Topic: How To Invest

Investing in stocks: Severe weather weighs on Churchill’s earnings

The Churchill Corp., symbol CUQ on Toronto, sells construction, general-contracting, maintenance, insulation, fireproofing, electrical and power-line construction services. Its clients are in the resource, industrial, utility and power-generation industries. Churchill has customers throughout western Canada.

We analyze Churchill in Stock Pickers Digest, our newsletter for investing in stocks that are more aggressive.

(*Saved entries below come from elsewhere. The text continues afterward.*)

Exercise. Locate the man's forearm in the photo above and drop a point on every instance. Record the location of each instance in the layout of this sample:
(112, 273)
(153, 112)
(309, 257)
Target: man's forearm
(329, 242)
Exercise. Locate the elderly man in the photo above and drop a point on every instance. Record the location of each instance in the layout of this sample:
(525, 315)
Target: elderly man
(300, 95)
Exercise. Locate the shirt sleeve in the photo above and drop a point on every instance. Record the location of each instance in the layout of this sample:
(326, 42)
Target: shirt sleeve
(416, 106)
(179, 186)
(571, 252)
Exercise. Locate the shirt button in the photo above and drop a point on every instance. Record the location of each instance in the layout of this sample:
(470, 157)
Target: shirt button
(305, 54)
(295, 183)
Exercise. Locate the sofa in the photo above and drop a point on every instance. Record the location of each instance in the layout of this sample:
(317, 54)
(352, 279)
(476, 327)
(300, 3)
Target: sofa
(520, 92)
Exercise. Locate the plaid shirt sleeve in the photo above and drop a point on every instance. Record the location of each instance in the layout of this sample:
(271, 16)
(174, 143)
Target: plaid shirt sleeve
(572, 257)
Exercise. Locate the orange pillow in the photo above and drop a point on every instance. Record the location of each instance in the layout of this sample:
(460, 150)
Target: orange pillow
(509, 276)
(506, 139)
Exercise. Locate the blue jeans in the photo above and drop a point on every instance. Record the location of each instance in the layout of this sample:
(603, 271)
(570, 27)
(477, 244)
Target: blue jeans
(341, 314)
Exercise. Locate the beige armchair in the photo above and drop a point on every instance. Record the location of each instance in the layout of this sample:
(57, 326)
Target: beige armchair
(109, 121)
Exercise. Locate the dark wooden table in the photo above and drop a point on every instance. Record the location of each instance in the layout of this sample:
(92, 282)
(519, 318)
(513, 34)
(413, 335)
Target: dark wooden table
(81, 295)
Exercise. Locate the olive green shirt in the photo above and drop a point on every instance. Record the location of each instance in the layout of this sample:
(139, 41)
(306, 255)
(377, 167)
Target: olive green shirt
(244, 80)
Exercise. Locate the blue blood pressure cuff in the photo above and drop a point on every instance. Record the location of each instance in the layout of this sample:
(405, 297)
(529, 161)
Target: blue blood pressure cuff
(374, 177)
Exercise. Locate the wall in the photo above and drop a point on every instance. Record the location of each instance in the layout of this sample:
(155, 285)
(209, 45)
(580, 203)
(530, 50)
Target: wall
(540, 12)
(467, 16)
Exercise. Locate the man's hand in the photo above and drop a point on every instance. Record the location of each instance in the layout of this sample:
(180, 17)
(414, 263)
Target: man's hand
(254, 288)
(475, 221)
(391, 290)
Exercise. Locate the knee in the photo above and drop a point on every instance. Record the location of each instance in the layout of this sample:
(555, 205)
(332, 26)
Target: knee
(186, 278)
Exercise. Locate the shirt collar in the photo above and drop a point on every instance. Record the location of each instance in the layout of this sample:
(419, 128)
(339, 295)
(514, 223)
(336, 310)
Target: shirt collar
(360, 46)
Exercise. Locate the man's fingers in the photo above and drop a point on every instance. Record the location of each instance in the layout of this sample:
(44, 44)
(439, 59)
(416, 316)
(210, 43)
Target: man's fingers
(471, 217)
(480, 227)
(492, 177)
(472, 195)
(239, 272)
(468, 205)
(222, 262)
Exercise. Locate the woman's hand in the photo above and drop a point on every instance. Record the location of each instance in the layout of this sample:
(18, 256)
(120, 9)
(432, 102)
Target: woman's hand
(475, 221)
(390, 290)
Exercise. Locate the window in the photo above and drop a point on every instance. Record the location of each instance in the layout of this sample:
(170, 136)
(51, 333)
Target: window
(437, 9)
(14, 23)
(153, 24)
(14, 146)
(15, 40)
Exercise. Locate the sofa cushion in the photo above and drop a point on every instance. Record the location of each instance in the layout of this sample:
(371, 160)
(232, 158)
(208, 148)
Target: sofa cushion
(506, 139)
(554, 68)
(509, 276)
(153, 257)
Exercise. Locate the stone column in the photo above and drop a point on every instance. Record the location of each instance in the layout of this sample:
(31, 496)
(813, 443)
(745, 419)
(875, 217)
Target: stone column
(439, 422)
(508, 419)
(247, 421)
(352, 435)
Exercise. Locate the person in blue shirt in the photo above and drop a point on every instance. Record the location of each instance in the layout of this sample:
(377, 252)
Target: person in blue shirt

In the three months ended March 31, 2011, Churchill’s revenue rose 67.0%, to $304.7 million from $182.5 million a year earlier. The rise was mainly due to Seacliff Construction, which Churchill bought for $380 million in May 2010. Seacliff sells general contracting, electrical-contracting and earth-moving services. Like Churchill, Seacliff mostly operates in western Canada.

Earnings fell 28.4% in the quarter, to $5.8 million from $8.1 million. Earnings per share fell 47.8%, to $0.24 from $0.46, on more shares outstanding. The decline was mostly due to severe winter weather, which lowered construction activity.

Churchill recently bought McCaine Electric Ltd., a privately held Winnipeg, Manitoba-based electrical and data-communications contracting company, for $9 million in cash and $2.5 million in common shares. Subject to McCaine’s earnings in 2012 and 2013, Churchill may pay another $1 million in cash.